Будучи псковским волонтером, я наблюдал несколько подобных мамаш. Мы называли их по имени детей, которых сопровождала благотворительная организация: Сережина мама, Сашина мама и т.д. Наверняка у каждой из них, как и у Юлии Кузьминой, было свое полное имя, но запоминать его казалось такой же глупой идеей, как придумывать кошкам отчества и фамилии. Чтобы конкретизировать собирательный образ, предлагаю остановиться на одной — Сережиной маме, женщине, ставшей биологической матерью пятерым детям (и подарившей, впоследствии, двух из них иностранным усыновителям).

Внешне, если списать следы алкоголизма на индивидуальные черты лица, Сережина мама — милейшая женщина. Простая и добрая. Даже немножко умственно-отсталая. Первый раз мы нашли ее в небольшой избушке в Печорском районе, практически на границе с Латвией. Мама жила с двумя мужчинами, и хоть самцы отправляли в адрес друг друга колкие замечания, уживались все вместе неплохо. Сережина мама путалась в детях, не могла вспомнить даты их рождения и особенно не интересовалась судьбой после изъятия. Один из последних умер в младенчестве: поскольку Астахов в тот момент самовыражался в другой области, история эта до сих пор покрыта тайной. Известно только, что первым смерть констатировал наш Сережа, заметив, что качает в коляске бездыханный трупик.

Сережина мама быстро смекнула, что у нас есть деньги, а у Сережи — сиротские выплаты.
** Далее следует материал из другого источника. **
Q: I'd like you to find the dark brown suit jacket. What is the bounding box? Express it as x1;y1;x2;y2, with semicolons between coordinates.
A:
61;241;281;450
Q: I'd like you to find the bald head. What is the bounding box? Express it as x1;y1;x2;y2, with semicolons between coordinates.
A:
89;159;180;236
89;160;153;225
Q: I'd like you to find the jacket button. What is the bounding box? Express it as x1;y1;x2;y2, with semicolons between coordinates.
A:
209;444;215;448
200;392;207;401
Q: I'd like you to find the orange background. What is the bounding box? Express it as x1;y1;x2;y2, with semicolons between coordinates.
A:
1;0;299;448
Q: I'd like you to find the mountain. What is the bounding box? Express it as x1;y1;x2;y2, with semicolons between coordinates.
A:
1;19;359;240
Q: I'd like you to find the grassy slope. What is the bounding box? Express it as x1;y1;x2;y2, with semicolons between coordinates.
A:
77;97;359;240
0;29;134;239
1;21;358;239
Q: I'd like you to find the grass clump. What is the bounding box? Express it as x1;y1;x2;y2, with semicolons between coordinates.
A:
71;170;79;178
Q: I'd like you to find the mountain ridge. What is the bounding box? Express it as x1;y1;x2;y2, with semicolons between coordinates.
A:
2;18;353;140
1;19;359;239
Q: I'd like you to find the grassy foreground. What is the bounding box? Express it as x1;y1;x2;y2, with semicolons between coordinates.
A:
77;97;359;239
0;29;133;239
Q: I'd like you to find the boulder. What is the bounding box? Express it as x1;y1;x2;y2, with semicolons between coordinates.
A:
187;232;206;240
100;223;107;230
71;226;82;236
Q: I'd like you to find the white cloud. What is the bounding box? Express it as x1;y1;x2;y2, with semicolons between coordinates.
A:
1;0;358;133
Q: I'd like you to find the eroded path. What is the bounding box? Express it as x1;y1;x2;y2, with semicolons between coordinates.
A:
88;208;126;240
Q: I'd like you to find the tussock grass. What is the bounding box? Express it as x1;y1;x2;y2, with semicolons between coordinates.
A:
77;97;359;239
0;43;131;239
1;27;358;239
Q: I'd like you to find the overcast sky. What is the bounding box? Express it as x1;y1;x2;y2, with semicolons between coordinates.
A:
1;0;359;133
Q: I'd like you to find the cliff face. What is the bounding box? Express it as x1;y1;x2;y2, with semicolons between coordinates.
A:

Она начала писать письма. Мальчику, который любил ее вопреки здравому смыслу, она писала, что скоро умрет и если он хочет узнать об этом своевременно, ему стоит дать маме денег на мобильный телефон. К счастью, мы читали письма прежде, чем их получал адресат, и вымарывали сомнительные прошения. При этом на Сережину мать невозможно было обижаться и злиться. То есть, злиться можно на того, кто сознательного несет зло и выбирает темную сторону. А мама Сережи была вне категорий добра и зла и руководствовалась одними инстинктами. Объяснять ей что-либо было столь же бессмысленно, сколь бессмысленно ждать от кошки хороших манер во время еды. Но Сережа хотел видеться с матерью, а мы хотели чтобы Сережа был счастлив и брали на себя роль Куклачева: сводили их раз в месяц-два, наезжая с утра пораньше, когда шансы застать женщину в трезвом сознании максимальны.

Сережина мама, мама Максима и все им подобные — скорбное явление. Мне всегда казалось, что это и есть пиздец — потеря людьми человеческого облика. Но события последних дней наглядно продемонстрировали, что это не предел. Одно дело пьяные деградировавшие дуры, другое — умные депутаты и уполномоченные, которые используют эту дуру в качестве доказательной базы своих политических и общественных взглядов. Я не знаю — это все равно, что доказывать способность кошек летать на основе живодерского кетаминового эксперимента.